American Legislative Exchange Council
Date: November 2011
Purpose: to educate and engage its membership on more efficient state budget approaches to drive greater student outcomes, as well as educate them on beneficial ways to recruit, retain, evaluate and compensate effective teaching based upon merit and achievement
Amount: $376,635
Term: 1 year and 10 months
Topic: Advocacy & Public Policy
Region Served: Global, North America
Program: United States
Grantee Location: Washington, District of Columbia
Grantee Web site: http://www.alec.org
There is great danger if too much capital and wealth is concentrated into the hands of a single individual or family. I've always fancied Bill Gate to be a relatively benign human being outside of the business realm but, if one is unethical in business or any aspect of one's life, such conduct must reach every other aspect of a person's life and influence. It is obvious that Gates has yielded to the temptation to use his enormous wealth in ways that appear to benefit the world at large, but are largely orchestrated to benefit the bottom line of Gates' business enterprises.
Interestingly, Lee Fang recently reported in The Nation on the various ways that the Gates Foundation and ALEC are working – independently – to promote for-profit distance learning. These programs typically undermine public schools while benefiting technology and software companies, including Microsoft. The educational value of such programs is also highly contested.
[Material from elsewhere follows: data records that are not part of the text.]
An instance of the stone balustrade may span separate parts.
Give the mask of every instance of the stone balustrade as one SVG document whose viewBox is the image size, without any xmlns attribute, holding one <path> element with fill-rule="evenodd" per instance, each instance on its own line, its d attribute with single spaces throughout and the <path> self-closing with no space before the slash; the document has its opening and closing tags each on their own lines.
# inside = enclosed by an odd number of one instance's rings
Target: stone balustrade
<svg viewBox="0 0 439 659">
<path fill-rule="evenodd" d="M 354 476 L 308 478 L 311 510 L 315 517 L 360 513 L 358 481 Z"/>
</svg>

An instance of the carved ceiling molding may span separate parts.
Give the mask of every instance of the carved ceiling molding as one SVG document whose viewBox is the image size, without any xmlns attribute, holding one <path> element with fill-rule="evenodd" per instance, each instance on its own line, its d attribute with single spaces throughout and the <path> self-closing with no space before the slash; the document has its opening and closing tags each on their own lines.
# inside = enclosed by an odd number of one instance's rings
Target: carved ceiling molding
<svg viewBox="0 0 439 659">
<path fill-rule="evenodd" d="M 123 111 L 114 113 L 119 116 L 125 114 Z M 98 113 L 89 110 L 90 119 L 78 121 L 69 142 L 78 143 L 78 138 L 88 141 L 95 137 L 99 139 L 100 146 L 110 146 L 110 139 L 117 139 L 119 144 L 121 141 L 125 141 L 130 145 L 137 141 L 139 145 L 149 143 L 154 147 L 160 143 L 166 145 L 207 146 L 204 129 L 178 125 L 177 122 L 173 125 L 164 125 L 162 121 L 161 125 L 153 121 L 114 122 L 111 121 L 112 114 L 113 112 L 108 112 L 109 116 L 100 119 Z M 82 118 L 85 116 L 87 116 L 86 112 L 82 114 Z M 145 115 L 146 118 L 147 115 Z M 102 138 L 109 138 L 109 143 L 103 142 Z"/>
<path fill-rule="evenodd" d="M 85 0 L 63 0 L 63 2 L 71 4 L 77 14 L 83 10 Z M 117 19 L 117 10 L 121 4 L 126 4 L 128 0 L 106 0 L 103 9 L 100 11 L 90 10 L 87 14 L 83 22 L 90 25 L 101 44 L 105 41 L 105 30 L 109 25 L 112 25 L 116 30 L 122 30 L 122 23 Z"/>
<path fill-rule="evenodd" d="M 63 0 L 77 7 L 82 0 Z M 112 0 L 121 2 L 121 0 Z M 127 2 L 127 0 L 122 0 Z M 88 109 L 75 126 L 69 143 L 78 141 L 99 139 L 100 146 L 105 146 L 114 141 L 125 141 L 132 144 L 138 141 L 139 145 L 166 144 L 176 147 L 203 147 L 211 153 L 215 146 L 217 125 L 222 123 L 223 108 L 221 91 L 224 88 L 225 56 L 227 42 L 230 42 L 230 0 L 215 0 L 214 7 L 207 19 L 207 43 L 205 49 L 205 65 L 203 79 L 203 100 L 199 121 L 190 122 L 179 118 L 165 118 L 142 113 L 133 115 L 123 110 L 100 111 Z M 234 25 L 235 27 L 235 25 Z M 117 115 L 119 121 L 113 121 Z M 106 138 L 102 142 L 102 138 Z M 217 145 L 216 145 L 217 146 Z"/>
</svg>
But the bigger issue here is that the Gates Foundation – a grant-making behemoth – is legitimizing ALEC and all of its egregious lobbying by directly supporting a portion of the group’s work. One can only hope that the Gates Foundation staff responsible for the grant were narrowly focused on education policy and unaware of ALEC’s broader agenda. Either way, the foundation seems headed into the middle of a controversy, which is remarkable for an organization that took pains to avoid “the controversy” in the reproductive health arena.